Nevertheless, Raimondo’s suggestion that young voters will revolt against Democrats continues to be taken at face value by pundits, with little evidence to support it. Yes, there are polls showing young people oppose a ban. A poll from AP/NORC in February found that 46 percent of adults under 30 oppose a TikTok ban. But that’s just what people are telling pollsters—it’s not predictive of voting behavior.

“This is where extraordinary claims demand extraordinary evidence,” said Lakshya Jain, an elections analyst with SplitTicket. “If your claim is that a TikTok ban would cost Dems dearly with new and younger voters, what you are essentially saying is that the demographic that is hardest to turn out will suddenly get activated and show up in droves to vote against Joe Biden. That is something that has no historical precedent.”

While youth turnout reached new highs during the Trump years, voters under 30 show up to the polls much less frequently than older generations do. They also make up the smallest percentage of the electorate. Jain pointed out that among the registered voters in that demographic, you have some high-propensity voters who consistently show up to the polls, and a larger pool of low-propensity voters who are harder to motivate. Jain said he has a hard time imagining that young, high-propensity voters in the Trump era—who skew heavily Democratic—would ever change their votes or sit out the election because they could no longer scroll TikTok. “It’s a group that is liberal and more engaged. Those are just not the kinds of people who are likely to change their minds over TikTok,” he told me. It’s worth noting, too, that the top issues for young voters in every poll are the economy, the cost of living, gun control, climate, and abortion—nothing about smartphones or their For You Page.

If there were to be marginal losses for Biden in November over TikTok, Jain told me, they would theoretically come from the larger group of low-propensity, less engaged young voters. But, he said, there’s no guarantee those people were voting in the first place. “It’s just a really flaky group,” Jain said. “It’s hard to get those people registered to vote—or to vote—on anything.”

Even if younger Americans register concerns about banning TikTok, the notion of a ban is popular overall. A YouGov poll last week found that 47 percent of Americans support a TikTok ban, while only 34 percent oppose the idea. Among people under 30, roughly the same amount supported a TikTok ban as opposed it. “Banning TikTok has consistently been a net-popular policy, and if you were to make a single-cycle electoral tradeoff, catering to boomers who love nothing more than voting is the best possible thing to do, even if you anger young voters who rarely vote in the process,” Jain said.

Bad Vibes
It’s worth pressure testing what Raimondo and other Democrats are claiming about the political impact of messing with TikTok.
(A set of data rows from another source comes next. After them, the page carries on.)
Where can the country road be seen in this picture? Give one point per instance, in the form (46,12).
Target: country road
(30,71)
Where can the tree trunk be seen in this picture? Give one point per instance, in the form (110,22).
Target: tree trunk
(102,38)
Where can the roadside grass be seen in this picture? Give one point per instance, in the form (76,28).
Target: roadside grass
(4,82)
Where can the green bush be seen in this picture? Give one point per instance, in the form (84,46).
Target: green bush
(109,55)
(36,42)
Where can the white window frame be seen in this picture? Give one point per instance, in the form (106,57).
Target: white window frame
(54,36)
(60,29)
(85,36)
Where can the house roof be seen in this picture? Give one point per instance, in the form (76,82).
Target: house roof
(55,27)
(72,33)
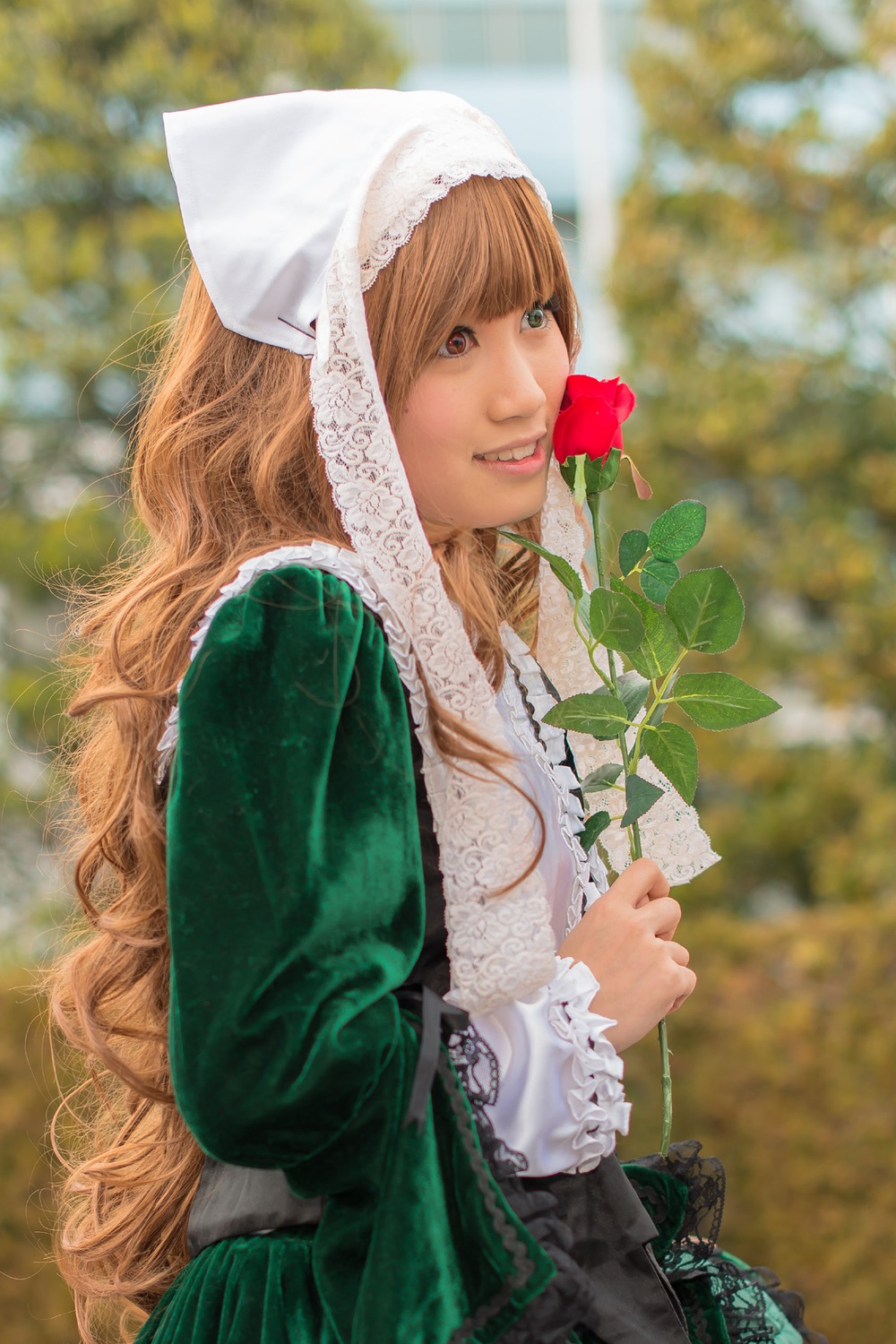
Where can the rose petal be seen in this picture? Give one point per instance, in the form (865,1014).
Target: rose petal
(625,401)
(589,426)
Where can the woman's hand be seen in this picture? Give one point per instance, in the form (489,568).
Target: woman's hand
(625,940)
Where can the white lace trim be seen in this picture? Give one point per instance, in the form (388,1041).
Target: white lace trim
(548,750)
(597,1097)
(670,832)
(487,935)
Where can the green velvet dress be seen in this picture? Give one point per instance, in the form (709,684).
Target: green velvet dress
(296,906)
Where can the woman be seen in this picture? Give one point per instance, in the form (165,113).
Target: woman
(355,804)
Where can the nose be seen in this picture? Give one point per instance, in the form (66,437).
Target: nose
(516,389)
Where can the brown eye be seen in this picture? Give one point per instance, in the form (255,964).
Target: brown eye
(458,343)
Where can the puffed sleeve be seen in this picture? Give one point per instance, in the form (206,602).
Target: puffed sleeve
(295,884)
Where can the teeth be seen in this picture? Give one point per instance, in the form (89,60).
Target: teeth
(512,454)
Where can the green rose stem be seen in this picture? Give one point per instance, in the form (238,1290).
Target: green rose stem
(634,831)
Who is the precise voter they have in mind? Who is the hypothetical 18-year-old first-time voter in Michigan who loves TikTok so much that he or she will stay home or vote for a third-party candidate to send an angry message to Biden about their favorite app—even if it means electing Trump?

TikTok claims to have 170 million users in the U.S. We can assume many of them—a majority?—are under 30. Plenty of those users have spent the past several weeks, in comments sections on TikTok, complaining about a possible ban and attacking members of Congress as brain-dead and out-of-touch. Credulous reporters—who give TikTok a benefit-of-the-doubt they would never bestow on less-cool U.S. social media platforms—have written about their concerns. (And here is where I should say, yes, I also work for Snapchat.)
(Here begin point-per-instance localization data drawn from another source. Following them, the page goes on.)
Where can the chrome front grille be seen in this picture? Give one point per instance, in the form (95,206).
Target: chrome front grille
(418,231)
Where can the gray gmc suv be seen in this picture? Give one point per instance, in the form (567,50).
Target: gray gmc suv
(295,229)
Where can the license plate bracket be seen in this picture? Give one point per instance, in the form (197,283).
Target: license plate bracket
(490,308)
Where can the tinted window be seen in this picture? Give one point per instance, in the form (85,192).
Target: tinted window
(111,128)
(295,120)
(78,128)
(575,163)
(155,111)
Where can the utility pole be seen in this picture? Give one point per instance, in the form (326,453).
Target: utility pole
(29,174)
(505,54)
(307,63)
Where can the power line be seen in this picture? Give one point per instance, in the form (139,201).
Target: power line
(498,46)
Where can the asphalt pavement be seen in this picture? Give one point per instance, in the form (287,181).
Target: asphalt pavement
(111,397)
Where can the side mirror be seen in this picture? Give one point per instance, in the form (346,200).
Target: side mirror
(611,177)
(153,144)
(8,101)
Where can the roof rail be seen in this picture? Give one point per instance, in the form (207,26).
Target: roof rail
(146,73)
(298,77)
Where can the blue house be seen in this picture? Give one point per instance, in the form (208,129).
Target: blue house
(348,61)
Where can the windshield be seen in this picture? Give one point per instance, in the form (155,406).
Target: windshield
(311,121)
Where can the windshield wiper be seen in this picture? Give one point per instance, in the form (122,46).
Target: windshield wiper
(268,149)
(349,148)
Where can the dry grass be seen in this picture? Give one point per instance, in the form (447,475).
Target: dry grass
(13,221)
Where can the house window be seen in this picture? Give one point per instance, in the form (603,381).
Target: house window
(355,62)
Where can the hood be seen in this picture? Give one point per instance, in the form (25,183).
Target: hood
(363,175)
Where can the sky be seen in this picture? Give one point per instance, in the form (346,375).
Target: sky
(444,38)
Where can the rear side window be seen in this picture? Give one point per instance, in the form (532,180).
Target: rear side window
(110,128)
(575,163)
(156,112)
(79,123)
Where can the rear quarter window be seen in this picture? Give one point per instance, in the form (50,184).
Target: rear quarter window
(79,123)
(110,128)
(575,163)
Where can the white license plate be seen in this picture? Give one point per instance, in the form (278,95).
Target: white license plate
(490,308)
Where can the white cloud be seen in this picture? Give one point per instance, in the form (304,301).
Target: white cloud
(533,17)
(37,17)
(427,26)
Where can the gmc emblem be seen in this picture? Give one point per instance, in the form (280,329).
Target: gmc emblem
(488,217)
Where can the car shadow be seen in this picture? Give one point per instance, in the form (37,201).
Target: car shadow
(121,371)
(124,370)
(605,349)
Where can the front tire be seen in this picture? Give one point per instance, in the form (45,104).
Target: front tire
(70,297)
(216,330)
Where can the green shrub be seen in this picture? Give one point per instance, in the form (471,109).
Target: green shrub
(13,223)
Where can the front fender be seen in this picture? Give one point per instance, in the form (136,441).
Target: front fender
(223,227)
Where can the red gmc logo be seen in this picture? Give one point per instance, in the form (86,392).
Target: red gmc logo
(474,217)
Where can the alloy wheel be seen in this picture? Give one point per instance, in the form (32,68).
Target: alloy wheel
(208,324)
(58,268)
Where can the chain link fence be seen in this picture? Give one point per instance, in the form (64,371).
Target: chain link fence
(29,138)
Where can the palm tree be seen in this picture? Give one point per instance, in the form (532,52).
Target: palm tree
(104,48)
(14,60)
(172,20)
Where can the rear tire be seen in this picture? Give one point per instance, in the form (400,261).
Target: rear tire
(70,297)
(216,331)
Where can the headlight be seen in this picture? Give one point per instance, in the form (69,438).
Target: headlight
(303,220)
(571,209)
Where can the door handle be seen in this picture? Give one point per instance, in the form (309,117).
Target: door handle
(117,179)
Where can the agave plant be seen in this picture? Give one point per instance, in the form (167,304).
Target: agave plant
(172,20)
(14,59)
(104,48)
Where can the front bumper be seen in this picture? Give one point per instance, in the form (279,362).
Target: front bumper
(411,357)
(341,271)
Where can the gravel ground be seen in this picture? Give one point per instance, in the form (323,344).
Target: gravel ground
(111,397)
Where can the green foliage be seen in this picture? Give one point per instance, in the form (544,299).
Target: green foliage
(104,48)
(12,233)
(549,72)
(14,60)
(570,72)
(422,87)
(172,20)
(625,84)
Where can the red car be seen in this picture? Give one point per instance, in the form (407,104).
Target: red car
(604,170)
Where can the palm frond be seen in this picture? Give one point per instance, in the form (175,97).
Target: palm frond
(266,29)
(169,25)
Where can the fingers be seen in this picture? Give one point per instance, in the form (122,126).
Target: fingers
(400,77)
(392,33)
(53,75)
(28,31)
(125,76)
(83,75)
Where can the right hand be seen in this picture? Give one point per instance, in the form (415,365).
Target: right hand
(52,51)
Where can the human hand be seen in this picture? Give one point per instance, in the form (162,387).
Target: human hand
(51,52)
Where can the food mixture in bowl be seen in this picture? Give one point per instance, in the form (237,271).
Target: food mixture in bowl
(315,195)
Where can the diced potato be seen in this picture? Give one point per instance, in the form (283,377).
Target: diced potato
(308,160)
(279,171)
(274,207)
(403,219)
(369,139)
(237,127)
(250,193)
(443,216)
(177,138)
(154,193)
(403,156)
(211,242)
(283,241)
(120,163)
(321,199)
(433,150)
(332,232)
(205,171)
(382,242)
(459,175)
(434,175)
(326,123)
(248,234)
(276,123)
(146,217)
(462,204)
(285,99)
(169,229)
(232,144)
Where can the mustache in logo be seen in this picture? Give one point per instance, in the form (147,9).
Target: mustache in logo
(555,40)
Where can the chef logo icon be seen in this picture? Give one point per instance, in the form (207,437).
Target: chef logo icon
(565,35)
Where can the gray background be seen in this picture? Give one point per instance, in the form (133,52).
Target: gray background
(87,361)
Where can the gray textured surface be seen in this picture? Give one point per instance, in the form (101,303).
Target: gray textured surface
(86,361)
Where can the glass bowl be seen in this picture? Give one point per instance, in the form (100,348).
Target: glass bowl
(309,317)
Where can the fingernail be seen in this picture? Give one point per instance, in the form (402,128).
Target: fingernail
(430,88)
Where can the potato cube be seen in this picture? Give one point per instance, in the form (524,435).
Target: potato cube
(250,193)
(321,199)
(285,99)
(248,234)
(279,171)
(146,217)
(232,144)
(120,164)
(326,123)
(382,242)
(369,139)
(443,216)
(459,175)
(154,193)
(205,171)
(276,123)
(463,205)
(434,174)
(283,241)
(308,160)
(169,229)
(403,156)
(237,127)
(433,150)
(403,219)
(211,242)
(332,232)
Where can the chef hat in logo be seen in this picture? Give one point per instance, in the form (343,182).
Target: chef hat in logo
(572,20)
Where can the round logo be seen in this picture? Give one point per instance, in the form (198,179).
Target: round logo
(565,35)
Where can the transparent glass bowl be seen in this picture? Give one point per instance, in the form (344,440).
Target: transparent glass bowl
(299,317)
But if Raimondo was actually thinking like a politician, she might have asked a few more probing questions. How many TikTok users in the U.S. are over 18? How many of them that are eligible to vote are actually registered to vote? And if they are registered to vote, did they vote in 2020 or 2022? If they did vote in 2020 or 2022, how many of them live in a battleground state? And on top of all that, how likely are they to vote against Biden, or sit out the election, based solely on the matter of TikTok?
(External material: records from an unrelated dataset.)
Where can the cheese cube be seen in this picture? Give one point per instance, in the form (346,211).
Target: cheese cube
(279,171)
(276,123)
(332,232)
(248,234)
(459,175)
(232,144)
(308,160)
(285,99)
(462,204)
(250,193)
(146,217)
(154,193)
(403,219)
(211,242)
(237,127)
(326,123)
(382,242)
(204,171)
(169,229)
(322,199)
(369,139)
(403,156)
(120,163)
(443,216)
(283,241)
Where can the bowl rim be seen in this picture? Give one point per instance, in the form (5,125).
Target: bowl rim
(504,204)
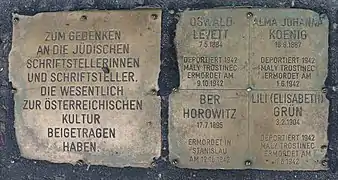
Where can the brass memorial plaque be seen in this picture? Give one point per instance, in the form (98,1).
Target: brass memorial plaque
(86,85)
(209,129)
(277,91)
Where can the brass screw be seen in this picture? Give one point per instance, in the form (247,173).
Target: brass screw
(14,90)
(80,162)
(175,162)
(153,91)
(83,18)
(249,15)
(154,16)
(324,163)
(324,90)
(247,163)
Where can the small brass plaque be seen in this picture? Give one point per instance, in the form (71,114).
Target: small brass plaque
(289,49)
(209,129)
(212,48)
(288,129)
(281,108)
(86,86)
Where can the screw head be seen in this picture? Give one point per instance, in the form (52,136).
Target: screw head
(14,90)
(83,18)
(324,90)
(249,15)
(80,162)
(324,163)
(105,69)
(248,163)
(175,162)
(16,19)
(154,16)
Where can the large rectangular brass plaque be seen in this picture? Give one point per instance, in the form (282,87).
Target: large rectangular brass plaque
(281,108)
(86,86)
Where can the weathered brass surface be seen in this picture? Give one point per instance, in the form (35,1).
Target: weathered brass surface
(86,86)
(281,72)
(289,49)
(212,48)
(288,133)
(209,129)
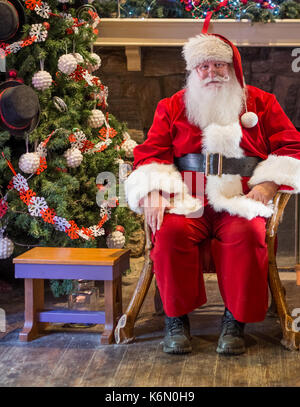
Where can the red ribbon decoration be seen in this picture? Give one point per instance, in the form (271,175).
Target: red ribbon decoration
(209,15)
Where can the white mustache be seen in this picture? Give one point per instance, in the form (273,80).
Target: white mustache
(216,79)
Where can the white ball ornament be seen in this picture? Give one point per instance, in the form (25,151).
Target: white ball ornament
(78,57)
(42,80)
(67,64)
(73,157)
(96,119)
(29,162)
(249,120)
(115,240)
(6,248)
(91,67)
(128,147)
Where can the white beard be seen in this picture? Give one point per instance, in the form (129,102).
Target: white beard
(206,105)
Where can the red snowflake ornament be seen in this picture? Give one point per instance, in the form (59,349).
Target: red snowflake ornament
(42,167)
(3,208)
(48,215)
(72,231)
(26,196)
(31,4)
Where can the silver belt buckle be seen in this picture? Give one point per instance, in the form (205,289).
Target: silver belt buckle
(207,165)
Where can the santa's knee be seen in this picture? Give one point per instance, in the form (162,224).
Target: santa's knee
(173,233)
(252,233)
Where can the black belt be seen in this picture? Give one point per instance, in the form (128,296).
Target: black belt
(216,164)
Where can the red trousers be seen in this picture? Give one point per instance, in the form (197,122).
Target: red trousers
(239,253)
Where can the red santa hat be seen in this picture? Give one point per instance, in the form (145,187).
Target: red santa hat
(215,47)
(212,47)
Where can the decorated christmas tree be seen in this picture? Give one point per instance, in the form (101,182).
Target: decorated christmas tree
(51,193)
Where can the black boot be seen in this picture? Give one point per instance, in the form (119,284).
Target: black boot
(177,339)
(231,341)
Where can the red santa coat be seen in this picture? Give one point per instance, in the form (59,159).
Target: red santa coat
(274,139)
(243,278)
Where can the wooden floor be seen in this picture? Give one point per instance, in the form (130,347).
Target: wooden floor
(76,358)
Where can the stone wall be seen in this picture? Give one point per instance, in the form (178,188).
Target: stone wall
(133,97)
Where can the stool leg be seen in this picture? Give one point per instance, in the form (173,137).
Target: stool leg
(34,302)
(112,310)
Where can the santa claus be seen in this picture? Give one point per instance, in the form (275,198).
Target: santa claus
(240,138)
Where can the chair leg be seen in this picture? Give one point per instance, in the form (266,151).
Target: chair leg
(291,338)
(158,305)
(124,332)
(34,302)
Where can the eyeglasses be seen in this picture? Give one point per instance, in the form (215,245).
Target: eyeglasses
(217,65)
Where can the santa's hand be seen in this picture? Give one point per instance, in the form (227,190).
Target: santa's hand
(263,192)
(154,205)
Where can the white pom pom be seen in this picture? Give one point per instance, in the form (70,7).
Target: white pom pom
(96,119)
(67,64)
(128,146)
(115,240)
(73,157)
(249,119)
(78,57)
(29,162)
(6,248)
(42,80)
(91,67)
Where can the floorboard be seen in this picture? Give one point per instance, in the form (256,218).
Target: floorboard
(75,358)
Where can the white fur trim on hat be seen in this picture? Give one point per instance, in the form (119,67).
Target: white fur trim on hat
(162,177)
(282,170)
(223,140)
(205,47)
(225,193)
Keep in mind, too, that TikTok is just one of the most popular apps used by Americans under the age of 30. Roughly the same amount of young people use Instagram and Snapchat every day. And YouTube—not TikTok—remains the dominant platform with Gen Z. And those platforms have their own short-form products that look a lot like TikTok—Reels, Spotlight, and Shorts —each with hundreds of millions of daily users.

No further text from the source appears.